Personal information
- Full name: Simon Feast
- Date of birth: 1 December 1974 (age 50)
- Original team(s): East Gambier (WBFL)
- Draft: 71st, 1998 National Draft
- Height: 196 cm (6 ft 5 in)
- Weight: 94 kg (207 lb)
- Position(s): Ruckman

Playing career^{1}
- Years: Club / Games (Goals)
- 1999–2001: Sydney Swans / 14 (3)
- ^{1} Playing statistics correct to the end of 2001.

= Simon Feast =

Australian rules footballer

Simon Feast (born 1 December 1974) is a former Australian rules footballer who played with the Sydney Swans in the Australian Football League (AFL) and for much longer with Sturt in the South Australian National Football League (SANFL).

== Early life ==
Born in Port MacDonnell, South Australia, where his father was a fisherman, Feast moved to nearby Mount Gambier, South Australia as an 8-year-old. Despite not coming from a sporting family, at 13 Feast started playing football for East Gambier Football Club in the Western Border Football League. As a latecomer to junior football Feast wasn't the most gifted junior but developed into a promising ruckman. He had a trial at Norwood Football Club but returned home shortly after. Feast went to play football in Darwin in the 1994 off season as a 19-year-old and when he returned home Feast had an offer from Sturt's general manager Ross Tuohy, which he gladly accepted as an opportunity to leave his job at a timber mill.

== Football career ==
Feast began when the Double Blues were at a low ebb – they had suffered six consecutive wooden spoons, and his debut season of 1995 was an unprecedented horror with Sturt losing all 22 games by no fewer than 24 points. Feast, however, won Sturt’s best and fairest award as a rookie, and continued this form as the Double Blues made a remarkable revival over the following three seasons to win sixteen matches in 1998, winning another best and fairest in 1998.

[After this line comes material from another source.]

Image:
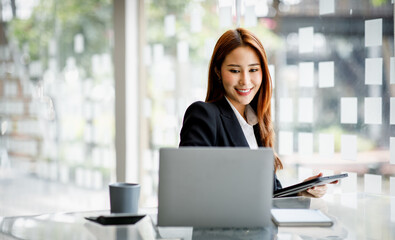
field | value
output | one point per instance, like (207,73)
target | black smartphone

Sydney drafted Feast, a ruckman, from the Double Blues with pick 71 in the National Draft. He made his league debut in round five of the 1999 AFL season, coming into the side for Greg Stafford. In his time at Sydney Feast was never a regular fixture in the team, playing five games in 1999, four in 2000 and five in 2001. Feast played VFL football for Port Melbourne as they were the Swans' reserves side and received the second most votes in the 2001 J. J. Liston Trophy.

After being delisted by Sydney after the 2001 season, Feast returned to Sturt and played in the Double Blues’ first premiership since 1976. He continued to play for Sturt until his retirement in 2008, after 205 games.